В остальном практически все знаковые вещи русского периода представлены. А вот парижское творчество отражено лишь произведениями второй половины 1910-х – 1930-х годов, и с явным креном в сторону театральных работ и графики. Здесь, однако, есть свои жемчужины. Например, серия «Море»: штрихи черной тушью складываются в изысканные абстракции, но зная название, видишь в них контуры волн.
В этом цикле можно усмотреть и влияние японского искусства, которое Ларионов прекрасно знал и собирал — наряду с русским лубком, изданиями по истории балета, художественными журналами... Некоторые экземпляры его обширной коллекции демонстрируются в Третьяковке. Зал, завершающий экспозицию, стилизован под кабинет: огромные книжные шкафы заполнены фолиантами, которые сам художник купил на букинистических развалах у Сены.
Огромная — более 500 экспонатов — выставка разместилась на третьем этаже Новой Третьяковки, рядом с недавно открытой ретроспективой Ильи и Эмилии Кабаковых.
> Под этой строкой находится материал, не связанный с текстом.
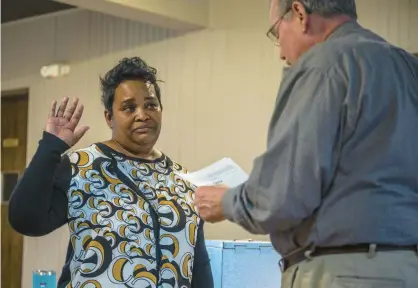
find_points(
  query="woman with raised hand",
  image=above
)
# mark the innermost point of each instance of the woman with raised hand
(132, 220)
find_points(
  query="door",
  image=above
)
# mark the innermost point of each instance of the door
(14, 118)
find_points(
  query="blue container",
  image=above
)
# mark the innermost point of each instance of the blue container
(44, 279)
(244, 264)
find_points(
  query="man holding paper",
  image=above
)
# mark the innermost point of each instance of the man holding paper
(337, 188)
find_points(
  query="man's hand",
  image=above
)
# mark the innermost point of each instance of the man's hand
(209, 202)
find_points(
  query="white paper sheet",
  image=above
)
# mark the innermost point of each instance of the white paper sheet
(223, 172)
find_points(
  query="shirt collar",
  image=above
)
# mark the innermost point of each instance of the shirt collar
(344, 29)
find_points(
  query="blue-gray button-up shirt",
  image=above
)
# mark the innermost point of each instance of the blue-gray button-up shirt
(341, 166)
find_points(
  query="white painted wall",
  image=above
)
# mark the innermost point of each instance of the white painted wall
(220, 83)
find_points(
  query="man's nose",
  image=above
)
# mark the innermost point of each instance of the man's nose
(141, 114)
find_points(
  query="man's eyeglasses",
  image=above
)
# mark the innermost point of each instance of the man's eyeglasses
(272, 33)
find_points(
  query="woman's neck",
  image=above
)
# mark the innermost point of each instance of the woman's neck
(148, 153)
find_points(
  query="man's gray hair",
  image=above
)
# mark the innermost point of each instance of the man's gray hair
(325, 8)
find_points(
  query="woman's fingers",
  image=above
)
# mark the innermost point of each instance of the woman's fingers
(53, 108)
(76, 116)
(62, 107)
(70, 110)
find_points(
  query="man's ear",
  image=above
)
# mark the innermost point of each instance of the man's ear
(108, 117)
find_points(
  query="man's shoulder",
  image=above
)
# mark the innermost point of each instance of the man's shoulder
(340, 52)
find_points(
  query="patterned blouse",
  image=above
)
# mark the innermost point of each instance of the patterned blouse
(132, 222)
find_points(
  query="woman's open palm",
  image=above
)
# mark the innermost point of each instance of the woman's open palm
(63, 123)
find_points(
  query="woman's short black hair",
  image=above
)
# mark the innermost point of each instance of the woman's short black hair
(127, 69)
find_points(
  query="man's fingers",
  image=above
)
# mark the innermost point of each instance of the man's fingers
(62, 107)
(70, 110)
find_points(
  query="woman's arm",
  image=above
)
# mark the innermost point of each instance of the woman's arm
(39, 202)
(202, 273)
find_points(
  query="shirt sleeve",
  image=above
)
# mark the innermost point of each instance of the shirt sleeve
(39, 203)
(202, 272)
(286, 184)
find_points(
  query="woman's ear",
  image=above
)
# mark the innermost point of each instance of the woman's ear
(108, 117)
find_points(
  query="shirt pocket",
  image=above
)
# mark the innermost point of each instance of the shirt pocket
(366, 282)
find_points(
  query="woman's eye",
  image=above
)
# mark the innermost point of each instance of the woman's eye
(129, 108)
(152, 106)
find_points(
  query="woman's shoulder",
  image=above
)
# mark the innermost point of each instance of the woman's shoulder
(175, 165)
(88, 153)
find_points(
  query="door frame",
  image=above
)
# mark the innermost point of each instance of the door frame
(19, 92)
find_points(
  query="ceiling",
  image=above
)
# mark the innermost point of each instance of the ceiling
(12, 10)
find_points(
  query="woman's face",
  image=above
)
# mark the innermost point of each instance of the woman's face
(136, 115)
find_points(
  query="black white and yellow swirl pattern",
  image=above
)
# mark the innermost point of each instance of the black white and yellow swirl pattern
(112, 232)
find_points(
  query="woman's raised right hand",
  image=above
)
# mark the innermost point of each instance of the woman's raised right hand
(63, 123)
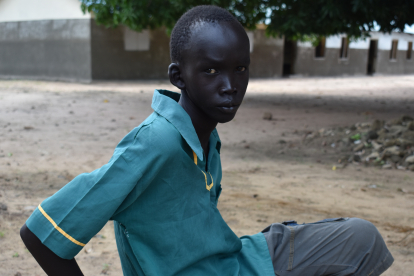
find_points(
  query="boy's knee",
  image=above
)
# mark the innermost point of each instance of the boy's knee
(363, 232)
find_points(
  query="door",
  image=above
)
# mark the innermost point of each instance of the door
(372, 57)
(289, 57)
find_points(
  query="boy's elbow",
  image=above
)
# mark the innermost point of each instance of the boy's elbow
(27, 236)
(23, 233)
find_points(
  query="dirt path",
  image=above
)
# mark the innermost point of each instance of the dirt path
(50, 132)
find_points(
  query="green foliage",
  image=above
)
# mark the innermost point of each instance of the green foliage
(306, 20)
(142, 14)
(310, 19)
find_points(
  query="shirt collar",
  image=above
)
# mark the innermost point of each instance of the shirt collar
(165, 103)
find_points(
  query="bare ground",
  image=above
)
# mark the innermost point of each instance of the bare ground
(50, 132)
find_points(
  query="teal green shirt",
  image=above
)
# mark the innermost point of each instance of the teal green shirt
(162, 197)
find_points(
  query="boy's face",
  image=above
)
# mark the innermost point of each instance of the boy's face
(215, 69)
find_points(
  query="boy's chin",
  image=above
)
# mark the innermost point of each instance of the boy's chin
(226, 119)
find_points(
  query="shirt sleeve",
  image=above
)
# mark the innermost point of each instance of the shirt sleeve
(66, 221)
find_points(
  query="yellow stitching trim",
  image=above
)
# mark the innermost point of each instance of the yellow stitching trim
(58, 228)
(208, 187)
(195, 158)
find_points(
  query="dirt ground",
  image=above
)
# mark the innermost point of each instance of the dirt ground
(51, 132)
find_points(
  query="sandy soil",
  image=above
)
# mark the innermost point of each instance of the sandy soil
(50, 132)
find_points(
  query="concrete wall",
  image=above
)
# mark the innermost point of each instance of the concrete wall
(398, 66)
(266, 57)
(356, 64)
(46, 49)
(110, 60)
(29, 10)
(330, 65)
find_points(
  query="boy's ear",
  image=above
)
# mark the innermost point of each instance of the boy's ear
(174, 73)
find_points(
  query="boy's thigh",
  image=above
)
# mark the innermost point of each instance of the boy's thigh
(340, 246)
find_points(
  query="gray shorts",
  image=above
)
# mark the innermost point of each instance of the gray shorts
(339, 246)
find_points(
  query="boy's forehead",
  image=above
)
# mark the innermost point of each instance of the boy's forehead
(209, 40)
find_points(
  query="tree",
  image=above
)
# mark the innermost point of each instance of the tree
(142, 14)
(298, 19)
(295, 19)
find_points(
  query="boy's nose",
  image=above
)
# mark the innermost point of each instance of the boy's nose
(227, 87)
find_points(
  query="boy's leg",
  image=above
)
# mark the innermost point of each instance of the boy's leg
(339, 247)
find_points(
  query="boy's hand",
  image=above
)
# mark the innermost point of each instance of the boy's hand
(51, 263)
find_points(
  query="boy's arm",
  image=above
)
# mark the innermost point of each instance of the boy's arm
(51, 263)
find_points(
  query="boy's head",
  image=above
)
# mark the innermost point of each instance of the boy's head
(210, 57)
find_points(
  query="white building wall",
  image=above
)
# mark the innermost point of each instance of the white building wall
(28, 10)
(384, 41)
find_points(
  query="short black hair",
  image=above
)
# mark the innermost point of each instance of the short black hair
(181, 32)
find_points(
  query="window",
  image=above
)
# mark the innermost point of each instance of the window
(320, 49)
(393, 53)
(343, 54)
(134, 41)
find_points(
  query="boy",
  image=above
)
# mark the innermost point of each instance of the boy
(162, 184)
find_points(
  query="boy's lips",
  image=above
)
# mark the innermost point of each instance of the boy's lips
(228, 108)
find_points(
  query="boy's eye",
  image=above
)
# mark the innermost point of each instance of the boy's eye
(211, 71)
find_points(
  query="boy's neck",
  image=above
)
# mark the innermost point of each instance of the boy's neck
(203, 125)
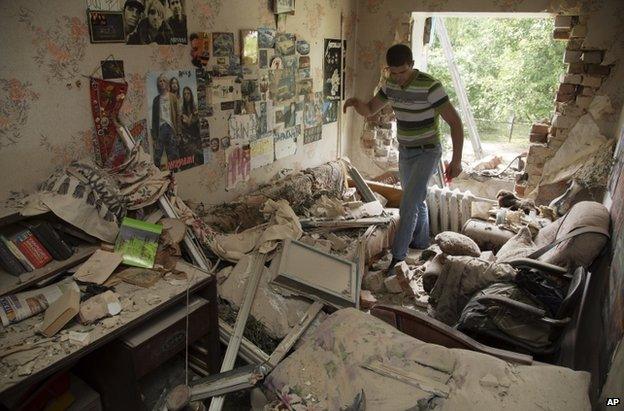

И это соседство во времени и пространстве, конечно, не случайно. При всех различиях у Ларионова и Кабакова неожиданно много общего — и в творчестве, и в судьбе.
Оба — неутомимые экспериментаторы, открывавшие новые горизонты в искусстве; оба в какой-то момент оказались неформальными лидерами авангарда; наконец, и Ларионов, и Кабаков, уже будучи состоявшимися на родине мастерами, эмигрировали — и добились за рубежом невероятного успеха. Есть и более конкретное стилевое пересечение: Ларионов первым стал использовать текст как концептуальный и визуальный элемент картины, а Кабаков довел этот прием до абсолюта.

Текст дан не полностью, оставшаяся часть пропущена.